With the upgrades, BDO Pay users can send money to both BDO and non-BDO accounts apart from other features such as money requests, split bill and QR and bills payments. Additional features will be rolled out to “further promote e-wallet usage in the country,” it added.
BDO is aiming to compete with the county’s e-wallet giants with its large user base of banked clients and more seamless transactions.
“With BDO Pay, clients can easily do banking transactions and manage their finances online without the need to move in and out of different apps just to transfer money from one account to another or make payments for online purchases,” the banking giant said in the statement on Monday.
“Unlike other conventional e-wallets, BDO Pay is linked to a BDO client’s checking or savings account, debit card, and credit card making everyday payments flexible and easy,” it added.
Millions of Filipinos shifted to electronic transactions during the global health crisis, pushing up valuations at the Globe Telecom-Jack Ma venture GCash, which became the country’s first ever unicorn after being valued at over $2 billion in 2021.
Maya, whose owners include PLDT Inc. and Tencent Holdings, was valued by investors above $1 billion earlier this year.
BDO said users only need a smartphone and government-issued identification card to open a BDO Pay account.

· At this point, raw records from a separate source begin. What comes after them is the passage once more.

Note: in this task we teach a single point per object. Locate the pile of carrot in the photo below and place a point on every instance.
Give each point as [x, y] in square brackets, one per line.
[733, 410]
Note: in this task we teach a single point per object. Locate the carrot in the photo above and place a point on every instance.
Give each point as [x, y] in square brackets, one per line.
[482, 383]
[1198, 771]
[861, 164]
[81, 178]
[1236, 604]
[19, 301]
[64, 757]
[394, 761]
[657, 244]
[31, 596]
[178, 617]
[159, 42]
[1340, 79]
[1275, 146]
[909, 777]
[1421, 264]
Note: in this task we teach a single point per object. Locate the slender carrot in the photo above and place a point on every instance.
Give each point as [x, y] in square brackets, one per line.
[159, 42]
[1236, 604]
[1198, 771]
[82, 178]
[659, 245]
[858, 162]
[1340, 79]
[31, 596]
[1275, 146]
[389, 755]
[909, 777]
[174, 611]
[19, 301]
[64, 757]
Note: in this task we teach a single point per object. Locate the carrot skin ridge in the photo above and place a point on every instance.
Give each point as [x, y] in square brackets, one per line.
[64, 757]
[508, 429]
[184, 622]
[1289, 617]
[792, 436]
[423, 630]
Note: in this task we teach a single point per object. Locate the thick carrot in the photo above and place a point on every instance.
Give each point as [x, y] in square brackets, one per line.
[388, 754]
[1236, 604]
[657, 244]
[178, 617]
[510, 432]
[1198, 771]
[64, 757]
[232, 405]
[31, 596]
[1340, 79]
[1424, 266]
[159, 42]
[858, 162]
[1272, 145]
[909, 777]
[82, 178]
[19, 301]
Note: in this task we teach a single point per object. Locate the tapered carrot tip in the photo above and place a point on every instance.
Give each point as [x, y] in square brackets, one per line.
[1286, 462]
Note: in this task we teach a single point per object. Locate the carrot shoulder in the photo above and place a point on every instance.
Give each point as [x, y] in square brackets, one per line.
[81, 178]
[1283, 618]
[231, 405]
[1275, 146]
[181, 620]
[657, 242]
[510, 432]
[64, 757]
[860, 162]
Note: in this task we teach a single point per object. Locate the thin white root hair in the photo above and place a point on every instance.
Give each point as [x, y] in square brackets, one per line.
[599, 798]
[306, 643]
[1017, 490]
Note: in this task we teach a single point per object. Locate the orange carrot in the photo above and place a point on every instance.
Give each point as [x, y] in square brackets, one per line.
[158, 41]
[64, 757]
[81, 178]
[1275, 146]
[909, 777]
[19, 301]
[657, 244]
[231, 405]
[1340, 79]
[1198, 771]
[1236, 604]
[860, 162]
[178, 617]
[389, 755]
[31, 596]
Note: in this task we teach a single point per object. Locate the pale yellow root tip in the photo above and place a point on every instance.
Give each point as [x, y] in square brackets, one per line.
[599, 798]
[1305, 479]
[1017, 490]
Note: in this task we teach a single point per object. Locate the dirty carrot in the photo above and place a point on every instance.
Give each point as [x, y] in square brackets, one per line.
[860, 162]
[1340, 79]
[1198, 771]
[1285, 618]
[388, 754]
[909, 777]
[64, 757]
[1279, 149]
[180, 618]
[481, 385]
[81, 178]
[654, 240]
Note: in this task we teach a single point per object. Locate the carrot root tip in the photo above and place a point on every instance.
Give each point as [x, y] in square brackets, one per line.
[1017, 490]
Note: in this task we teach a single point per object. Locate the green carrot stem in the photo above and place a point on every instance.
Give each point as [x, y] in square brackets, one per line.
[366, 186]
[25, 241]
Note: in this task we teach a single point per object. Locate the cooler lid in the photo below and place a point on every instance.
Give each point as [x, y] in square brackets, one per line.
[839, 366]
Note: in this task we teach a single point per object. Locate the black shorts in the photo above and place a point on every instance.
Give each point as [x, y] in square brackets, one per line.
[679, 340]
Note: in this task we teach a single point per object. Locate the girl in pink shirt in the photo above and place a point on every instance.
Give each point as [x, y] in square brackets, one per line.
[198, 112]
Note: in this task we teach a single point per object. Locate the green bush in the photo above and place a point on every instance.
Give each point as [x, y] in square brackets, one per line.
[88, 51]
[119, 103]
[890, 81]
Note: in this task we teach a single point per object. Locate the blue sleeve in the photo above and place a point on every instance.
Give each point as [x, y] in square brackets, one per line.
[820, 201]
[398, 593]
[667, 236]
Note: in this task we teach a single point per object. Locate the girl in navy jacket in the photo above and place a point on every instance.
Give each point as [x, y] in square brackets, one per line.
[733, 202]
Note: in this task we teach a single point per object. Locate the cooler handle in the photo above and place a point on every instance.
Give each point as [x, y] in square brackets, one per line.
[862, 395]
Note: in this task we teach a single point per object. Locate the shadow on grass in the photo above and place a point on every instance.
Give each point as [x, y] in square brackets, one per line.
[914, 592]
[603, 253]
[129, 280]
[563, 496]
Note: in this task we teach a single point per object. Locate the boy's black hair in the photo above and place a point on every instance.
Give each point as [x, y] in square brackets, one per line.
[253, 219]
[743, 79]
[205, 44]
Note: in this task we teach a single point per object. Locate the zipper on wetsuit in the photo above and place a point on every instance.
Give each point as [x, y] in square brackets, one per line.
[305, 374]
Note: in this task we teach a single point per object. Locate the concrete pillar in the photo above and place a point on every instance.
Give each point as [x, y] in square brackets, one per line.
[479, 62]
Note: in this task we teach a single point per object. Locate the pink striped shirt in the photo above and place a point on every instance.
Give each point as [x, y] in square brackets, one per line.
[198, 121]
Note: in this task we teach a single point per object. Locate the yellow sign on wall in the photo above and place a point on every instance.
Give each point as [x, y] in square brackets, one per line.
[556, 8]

“The BDO pay account does not require any initial deposit nor any maintaining balance, which makes it ideal as a starter bank account especially for those in rural and remote areas,” it added.
Maybank Securities said rising e-wallet usage had boosted fee-based income for the banking sector. So far, the growth in digital payments was driven by retail, corporate and government transactions, it added.
“We expect this upward momentum to be sustained over the long term on the back of increasing adoption by merchants (with some preferring online modes of payment), the stickiness of the ease of doing digital payments among consumers and the improving connectivity infrastructure in the country,” Maybank Securities said.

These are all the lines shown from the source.